Um encontro que redefiniu a vida
Segundo Bezerra, a conversão de Bono ocorreu no Grupo Shalom, em Dublin, em um período marcado pela dor da perda precoce da mãe. O pastor afirma que o impacto espiritual foi tão profundo que o jovem chegou a cogitar abandonar a música para se dedicar exclusivamente à fé.
No entanto, conforme relatado, Bono compreendeu que não precisava renunciar à própria vocação artística para seguir a Jesus. Para Bezerra, essa compreensão foi decisiva: o chamado cristão poderia se manifestar tanto em um púlpito quanto em um estúdio de gravação ou sobre um palco diante de multidões.
Fé fora do rótulo gospel
Carlos Alberto Bezerra também rebate críticas recorrentes de setores cristãos que defendem que o cantor deveria migrar para o mercado gospel. Na visão do pastor, a atuação de Bono no cenário secular amplia o alcance da mensagem cristã, levando princípios do Evangelho a públicos que dificilmente teriam contato com a igreja institucional.
Para ele, o vocalista do U2 exerce um papel semelhante ao de um “pregador contemporâneo”, utilizando a arte como instrumento de conscientização, justiça social e transformação humana. Bezerra destaca que a coerência entre fé, discurso e prática é o que sustenta a credibilidade espiritual do artista.
Uma espiritualidade que alcança
O pastor afirmou identificar afinidade com a espiritualidade de Bono, que descreve como não dogmática e profundamente encarnada na realidade. Segundo ele, diversas canções do U2 funcionaram, ao longo das décadas, como instrumentos de cura emocional e reconexão espiritual para milhões de pessoas ao redor do mundo.
“Talvez ele já tenha pregado para você em uma música que te restaurou”, afirmou Bezerra, ao defender que o Evangelho não está limitado às estruturas religiosas tradicionais.

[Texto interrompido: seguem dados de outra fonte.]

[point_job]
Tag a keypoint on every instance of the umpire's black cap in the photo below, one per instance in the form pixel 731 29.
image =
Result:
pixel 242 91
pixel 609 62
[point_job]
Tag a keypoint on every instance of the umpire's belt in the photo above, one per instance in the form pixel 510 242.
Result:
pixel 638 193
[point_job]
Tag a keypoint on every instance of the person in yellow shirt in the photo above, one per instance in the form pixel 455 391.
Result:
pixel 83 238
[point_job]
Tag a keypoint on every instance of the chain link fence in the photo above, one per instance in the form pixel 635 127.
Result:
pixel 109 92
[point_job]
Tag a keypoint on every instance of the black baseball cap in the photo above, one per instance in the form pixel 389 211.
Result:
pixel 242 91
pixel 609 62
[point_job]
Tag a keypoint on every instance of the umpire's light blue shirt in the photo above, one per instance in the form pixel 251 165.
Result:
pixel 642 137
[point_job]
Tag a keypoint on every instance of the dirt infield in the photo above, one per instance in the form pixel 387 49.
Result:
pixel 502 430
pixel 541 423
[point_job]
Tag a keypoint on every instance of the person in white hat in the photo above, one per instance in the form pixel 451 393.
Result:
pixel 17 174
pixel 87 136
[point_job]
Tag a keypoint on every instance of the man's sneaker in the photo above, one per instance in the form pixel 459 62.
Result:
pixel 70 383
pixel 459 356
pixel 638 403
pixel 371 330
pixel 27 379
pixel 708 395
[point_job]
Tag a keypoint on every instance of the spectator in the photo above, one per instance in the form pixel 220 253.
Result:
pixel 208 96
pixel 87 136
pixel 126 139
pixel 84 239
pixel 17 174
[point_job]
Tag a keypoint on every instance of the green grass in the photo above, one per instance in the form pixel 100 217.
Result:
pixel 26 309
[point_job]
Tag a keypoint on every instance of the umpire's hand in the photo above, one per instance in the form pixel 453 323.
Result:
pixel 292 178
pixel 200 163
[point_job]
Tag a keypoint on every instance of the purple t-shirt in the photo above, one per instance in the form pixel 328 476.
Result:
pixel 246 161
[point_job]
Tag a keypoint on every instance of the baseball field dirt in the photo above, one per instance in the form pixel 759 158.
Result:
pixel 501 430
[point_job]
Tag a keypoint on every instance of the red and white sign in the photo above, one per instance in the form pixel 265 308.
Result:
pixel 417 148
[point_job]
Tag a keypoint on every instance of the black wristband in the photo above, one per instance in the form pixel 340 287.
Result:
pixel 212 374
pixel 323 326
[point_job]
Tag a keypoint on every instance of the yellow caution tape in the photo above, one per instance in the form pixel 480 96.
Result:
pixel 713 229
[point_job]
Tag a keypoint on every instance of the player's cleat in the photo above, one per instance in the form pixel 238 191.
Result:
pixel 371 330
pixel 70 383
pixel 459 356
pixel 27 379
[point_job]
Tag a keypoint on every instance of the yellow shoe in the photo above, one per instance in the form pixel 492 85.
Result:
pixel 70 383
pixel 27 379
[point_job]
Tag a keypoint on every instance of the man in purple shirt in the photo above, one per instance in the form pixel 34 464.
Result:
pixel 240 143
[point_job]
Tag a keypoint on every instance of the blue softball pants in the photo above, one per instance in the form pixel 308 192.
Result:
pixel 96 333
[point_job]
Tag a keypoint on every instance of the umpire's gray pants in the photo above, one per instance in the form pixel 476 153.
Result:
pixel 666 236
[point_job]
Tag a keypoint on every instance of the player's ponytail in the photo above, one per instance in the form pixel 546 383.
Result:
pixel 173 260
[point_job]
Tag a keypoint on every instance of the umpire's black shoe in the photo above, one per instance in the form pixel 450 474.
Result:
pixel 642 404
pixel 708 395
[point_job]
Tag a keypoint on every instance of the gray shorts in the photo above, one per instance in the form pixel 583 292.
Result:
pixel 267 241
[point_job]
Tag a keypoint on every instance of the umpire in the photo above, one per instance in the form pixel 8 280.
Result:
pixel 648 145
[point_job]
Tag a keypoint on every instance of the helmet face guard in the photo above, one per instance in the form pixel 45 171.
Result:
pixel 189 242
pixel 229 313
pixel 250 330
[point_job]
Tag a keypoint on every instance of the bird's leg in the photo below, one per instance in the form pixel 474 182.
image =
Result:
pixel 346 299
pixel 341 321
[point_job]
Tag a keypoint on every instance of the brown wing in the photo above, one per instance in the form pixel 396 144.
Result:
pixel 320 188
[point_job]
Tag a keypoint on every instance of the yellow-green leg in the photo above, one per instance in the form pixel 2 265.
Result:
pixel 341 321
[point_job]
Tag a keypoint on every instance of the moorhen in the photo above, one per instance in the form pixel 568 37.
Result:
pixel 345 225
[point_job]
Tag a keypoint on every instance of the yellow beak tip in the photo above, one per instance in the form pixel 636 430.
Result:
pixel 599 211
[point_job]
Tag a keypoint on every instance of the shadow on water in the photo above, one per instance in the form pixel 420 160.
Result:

Debate atual no meio evangélico
A defesa pública da fé de Bono Vox ocorre em um momento de forte polarização no evangelicalismo brasileiro. De um lado, setores mais conservadores insistem na separação rígida entre o sagrado e o secular. De outro, líderes veteranos como Carlos Alberto Bezerra buscam legitimar a presença cristã no espaço público e cultural.
Nos últimos anos, com o crescimento do fundamentalismo e o distanciamento das novas gerações das instituições religiosas, figuras como Bono — conhecido também por sua atuação humanitária e diplomática no combate à pobreza global — torna-se referência de um cristianismo relevante, capaz de dialogar com a Geração Z e a Geração Alpha, que rejeitam dogmas institucionais, mas demonstram interesse por espiritualidade expressa em causas, arte e compromisso ético.
Nesse cenário, a fala de Bezerra não apenas defende um artista, mas propõe um modelo de fé que sobrevive fora dos muros do templo e se manifesta no coração da cultura contemporânea.